A trader points to monitor displaying an S&P 500 Index chart on the floor of the New York Stock Exchange.

Photographer: Bloomberg/Bloomberg

2021年に国・地域別で最も高パフォーマンスを演じるのがモンゴル株になることや、映画館チェーンの株価が13倍になることを予想していたストラテジストは1年前にはほとんどいなかっただろう。

  株式の強気派は多かったが、欧米株価指数が軒並み最高値更新を続ける局面や、新型コロナウイルスのオミクロン変異株が出現してからの急落を予想していた人はほとんどいなかった。
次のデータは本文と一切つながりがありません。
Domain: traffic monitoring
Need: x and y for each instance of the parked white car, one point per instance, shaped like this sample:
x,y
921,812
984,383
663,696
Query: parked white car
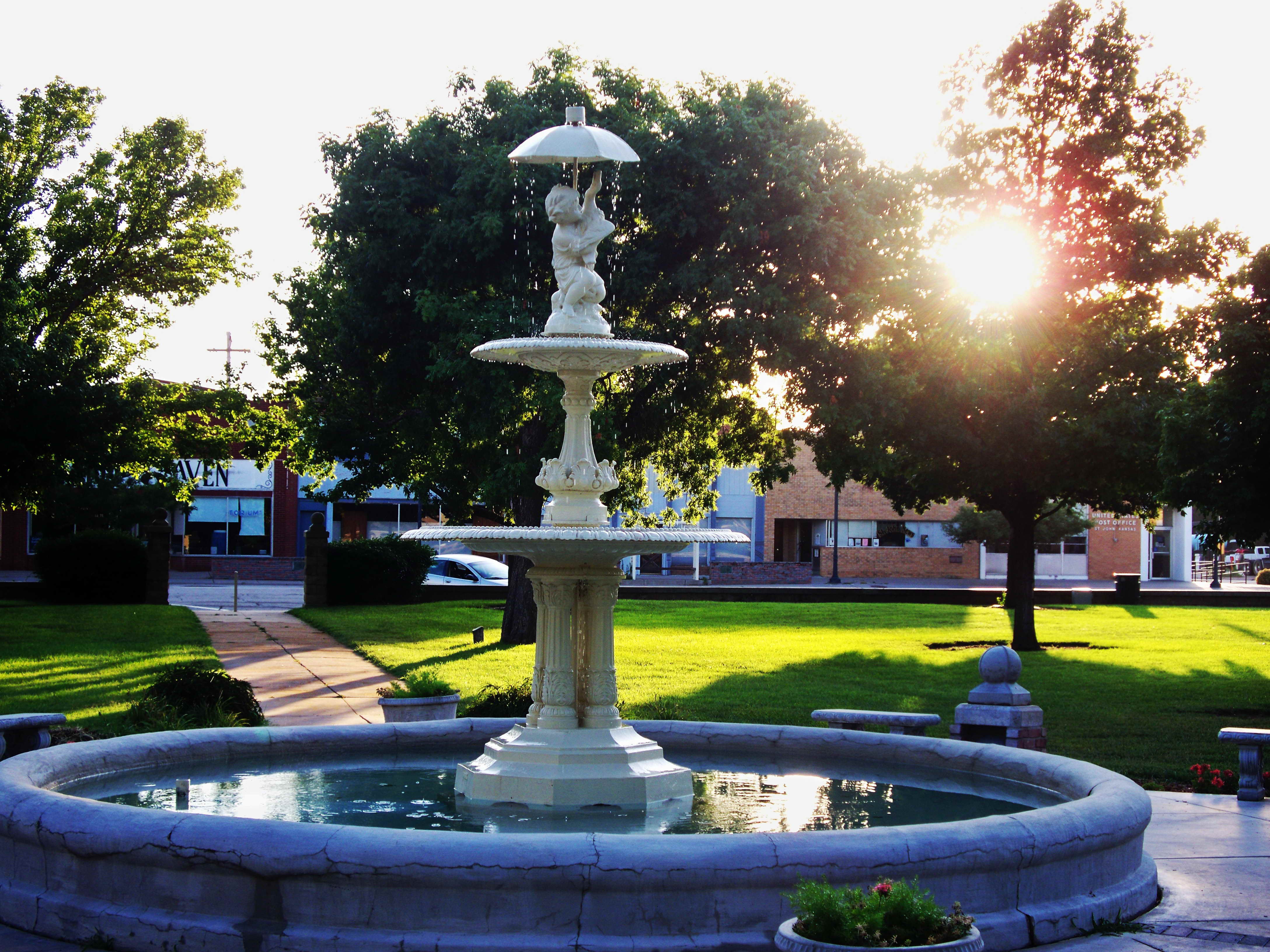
x,y
467,570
中国不動産業界の流動性危機を予測していた人はさらに少数派だ。

  要するに、今年はサプライズの多い1年だった。来年の相場を細かく占うのは難しいが、いくつかの大きなテーマは継続する公算が大きい。

Winners and Losers

Chinese and Turkish stocks were among the big losers of the year

Source: Bloomberg, data as of Dec. 3, 17:00 GMT

新型コロナ

  過去2年間は新型コロナの感染状況が相場を動かす主な要因だった。そして今もなお、オミクロン株への不安が世界の株式市場に影響を与えている。

  来年は米ファイザーや米メルクの抗ウイルス薬の登場により、新型コロナが脇役になると多くのストラテジストは見込んでいる。オミクロン株には既存治療法が効かない恐れもあるとの警告は聞こえるが、こうした楽観論は大方変わっていない。
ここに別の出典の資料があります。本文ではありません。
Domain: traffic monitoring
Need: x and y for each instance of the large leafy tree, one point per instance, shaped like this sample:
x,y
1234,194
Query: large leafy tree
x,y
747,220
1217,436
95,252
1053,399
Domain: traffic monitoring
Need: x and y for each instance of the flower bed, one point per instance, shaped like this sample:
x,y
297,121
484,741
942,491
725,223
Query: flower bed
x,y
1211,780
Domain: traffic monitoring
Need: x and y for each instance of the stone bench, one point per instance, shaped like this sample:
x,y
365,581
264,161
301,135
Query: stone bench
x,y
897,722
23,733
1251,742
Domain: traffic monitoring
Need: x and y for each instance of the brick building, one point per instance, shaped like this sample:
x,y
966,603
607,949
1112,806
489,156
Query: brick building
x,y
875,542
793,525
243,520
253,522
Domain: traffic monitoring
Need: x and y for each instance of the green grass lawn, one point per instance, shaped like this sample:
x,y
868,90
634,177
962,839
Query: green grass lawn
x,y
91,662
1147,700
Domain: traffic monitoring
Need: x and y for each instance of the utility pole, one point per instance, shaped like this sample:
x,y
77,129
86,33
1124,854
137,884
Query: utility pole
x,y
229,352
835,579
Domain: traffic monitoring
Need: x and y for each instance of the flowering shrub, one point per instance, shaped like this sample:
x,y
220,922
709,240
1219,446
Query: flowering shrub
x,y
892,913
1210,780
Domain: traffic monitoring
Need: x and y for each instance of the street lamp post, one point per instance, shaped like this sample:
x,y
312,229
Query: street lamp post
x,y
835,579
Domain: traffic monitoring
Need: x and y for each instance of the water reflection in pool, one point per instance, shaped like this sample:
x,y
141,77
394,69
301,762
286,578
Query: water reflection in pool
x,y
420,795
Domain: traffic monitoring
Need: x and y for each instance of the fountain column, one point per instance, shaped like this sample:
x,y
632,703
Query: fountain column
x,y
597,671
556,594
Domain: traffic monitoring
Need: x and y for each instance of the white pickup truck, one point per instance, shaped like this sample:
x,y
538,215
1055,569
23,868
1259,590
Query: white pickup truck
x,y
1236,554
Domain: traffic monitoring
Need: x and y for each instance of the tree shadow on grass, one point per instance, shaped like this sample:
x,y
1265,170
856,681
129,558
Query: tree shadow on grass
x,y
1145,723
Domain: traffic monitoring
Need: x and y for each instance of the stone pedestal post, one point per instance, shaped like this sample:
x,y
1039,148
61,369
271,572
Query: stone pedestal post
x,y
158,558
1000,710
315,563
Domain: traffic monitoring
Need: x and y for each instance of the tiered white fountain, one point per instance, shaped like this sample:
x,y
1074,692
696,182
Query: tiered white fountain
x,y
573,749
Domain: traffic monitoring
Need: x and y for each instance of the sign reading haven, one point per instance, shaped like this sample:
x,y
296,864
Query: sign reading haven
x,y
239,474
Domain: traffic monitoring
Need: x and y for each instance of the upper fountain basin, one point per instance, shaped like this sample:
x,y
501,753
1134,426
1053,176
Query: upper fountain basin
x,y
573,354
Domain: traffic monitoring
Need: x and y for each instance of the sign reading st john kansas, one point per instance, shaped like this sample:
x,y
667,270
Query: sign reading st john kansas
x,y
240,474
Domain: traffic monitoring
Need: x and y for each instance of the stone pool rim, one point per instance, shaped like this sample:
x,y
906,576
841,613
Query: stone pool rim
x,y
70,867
  しかし、今回のパンデミック(世界的大流行)で得た教訓があるとすれば、株式投資戦略と疫学は別物だということだ。たとえ新型コロナがエンデミック(地域的流行)になったとしても、感染者を隔離する制限措置は「成長への持続的な足かせになりつつある」と、フィデリティー・インターナショナルのロマン・ブシェ最高投資責任者(CIO)は語る。
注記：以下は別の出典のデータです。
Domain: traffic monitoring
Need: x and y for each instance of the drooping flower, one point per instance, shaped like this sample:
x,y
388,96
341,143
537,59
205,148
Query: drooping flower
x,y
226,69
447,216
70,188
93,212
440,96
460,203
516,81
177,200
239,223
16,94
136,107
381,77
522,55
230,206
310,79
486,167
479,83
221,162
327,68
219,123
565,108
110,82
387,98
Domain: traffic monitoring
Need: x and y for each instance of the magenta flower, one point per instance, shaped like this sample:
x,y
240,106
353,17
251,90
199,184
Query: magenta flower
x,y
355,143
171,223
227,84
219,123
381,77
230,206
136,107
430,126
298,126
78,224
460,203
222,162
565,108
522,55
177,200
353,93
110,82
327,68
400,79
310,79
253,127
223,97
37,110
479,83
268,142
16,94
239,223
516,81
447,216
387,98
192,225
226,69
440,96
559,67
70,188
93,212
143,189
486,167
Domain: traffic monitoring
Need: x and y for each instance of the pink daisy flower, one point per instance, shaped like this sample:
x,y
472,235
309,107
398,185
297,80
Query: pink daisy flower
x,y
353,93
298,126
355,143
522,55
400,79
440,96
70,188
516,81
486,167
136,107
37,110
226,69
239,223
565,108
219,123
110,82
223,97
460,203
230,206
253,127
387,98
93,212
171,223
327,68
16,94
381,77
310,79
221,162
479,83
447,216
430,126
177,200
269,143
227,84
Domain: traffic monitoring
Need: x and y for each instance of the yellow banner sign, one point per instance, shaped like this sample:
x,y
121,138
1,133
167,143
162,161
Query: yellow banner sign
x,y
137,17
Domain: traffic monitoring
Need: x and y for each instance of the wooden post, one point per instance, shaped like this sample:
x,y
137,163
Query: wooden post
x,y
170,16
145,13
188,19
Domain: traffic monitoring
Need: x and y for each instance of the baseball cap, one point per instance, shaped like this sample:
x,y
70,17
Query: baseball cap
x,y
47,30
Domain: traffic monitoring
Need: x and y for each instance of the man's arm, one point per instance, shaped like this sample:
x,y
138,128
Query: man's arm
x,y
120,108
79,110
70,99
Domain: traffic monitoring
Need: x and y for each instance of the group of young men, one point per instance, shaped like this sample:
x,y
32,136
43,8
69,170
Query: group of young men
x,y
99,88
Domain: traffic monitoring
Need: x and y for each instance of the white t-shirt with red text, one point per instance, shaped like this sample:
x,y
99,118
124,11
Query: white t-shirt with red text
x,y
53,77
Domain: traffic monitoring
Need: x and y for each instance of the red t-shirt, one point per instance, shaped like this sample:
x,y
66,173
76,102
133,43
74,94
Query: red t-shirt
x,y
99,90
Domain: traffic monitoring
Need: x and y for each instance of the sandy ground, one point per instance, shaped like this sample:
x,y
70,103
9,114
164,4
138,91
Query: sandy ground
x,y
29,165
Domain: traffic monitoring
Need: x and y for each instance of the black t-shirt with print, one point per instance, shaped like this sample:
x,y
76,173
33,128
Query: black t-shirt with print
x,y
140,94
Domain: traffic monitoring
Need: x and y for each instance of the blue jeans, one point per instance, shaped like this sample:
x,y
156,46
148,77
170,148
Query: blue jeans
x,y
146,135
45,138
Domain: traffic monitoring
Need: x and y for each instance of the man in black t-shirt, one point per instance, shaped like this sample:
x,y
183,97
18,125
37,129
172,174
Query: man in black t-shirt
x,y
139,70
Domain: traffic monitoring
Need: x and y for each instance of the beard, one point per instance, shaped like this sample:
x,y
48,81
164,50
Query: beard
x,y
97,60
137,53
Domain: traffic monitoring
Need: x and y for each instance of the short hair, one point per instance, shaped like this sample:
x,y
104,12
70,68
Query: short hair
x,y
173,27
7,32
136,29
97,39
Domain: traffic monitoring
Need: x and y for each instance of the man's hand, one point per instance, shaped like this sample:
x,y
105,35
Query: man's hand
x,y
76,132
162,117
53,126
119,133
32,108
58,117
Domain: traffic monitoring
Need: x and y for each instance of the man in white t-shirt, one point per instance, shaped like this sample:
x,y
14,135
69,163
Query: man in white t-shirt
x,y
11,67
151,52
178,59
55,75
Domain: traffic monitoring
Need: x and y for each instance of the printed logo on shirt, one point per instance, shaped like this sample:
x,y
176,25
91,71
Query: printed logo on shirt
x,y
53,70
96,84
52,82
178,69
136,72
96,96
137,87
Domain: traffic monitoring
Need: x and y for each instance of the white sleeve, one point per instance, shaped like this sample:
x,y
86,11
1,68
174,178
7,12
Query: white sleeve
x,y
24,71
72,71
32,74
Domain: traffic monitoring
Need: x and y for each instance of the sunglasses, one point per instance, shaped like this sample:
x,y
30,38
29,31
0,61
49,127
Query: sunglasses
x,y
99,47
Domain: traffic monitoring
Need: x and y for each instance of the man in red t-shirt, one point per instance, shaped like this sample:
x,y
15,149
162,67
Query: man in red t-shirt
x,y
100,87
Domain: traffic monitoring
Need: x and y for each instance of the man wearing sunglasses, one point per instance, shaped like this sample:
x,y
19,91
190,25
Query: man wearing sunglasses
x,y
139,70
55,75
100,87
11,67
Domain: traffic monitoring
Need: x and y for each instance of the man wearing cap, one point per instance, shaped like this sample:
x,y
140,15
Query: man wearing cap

Volatility of volatility is sitting near its highest since January
 
 

インフレ

  市場は今年、物価の急上昇を大目に見てきた。ただ、これには理由がある。コスト増加分を消費者に価格転嫁できることが企業利益の急増で証明されたからだ。

Price Pressures

Inflation expected to peak at turn of 2021-22 before gradually receding

Source: Organization for Economic Cooperation and Development economic outlook 110 database, OECD calculations

  価格圧力が続く場合、あるいはさらに激化する場合は厄介な状況が訪れる可能性がある。株式がインフレ・ヘッジとして有効なのは一定の物価上昇水準までであり、オッドBHF、ウォーラックベス・キャピタル、ロンバー・オディエはそれを3-5%とみている。ロンバー・オディエのフロリアン・イエルポ氏によると、インフレ率が4%を超えて高止まりすれば、企業利益が損なわれ、株価にも打撃となる。

脱炭素化

  インフレが構造的に高止まりする可能性がある理由の1つは、気候中立への移行だ。炭素価格の上昇や環境税の負担増が企業の生産コスト増加につながる半面、化石燃料への投資縮小はエネルギー価格の急上昇をもたらしてきた。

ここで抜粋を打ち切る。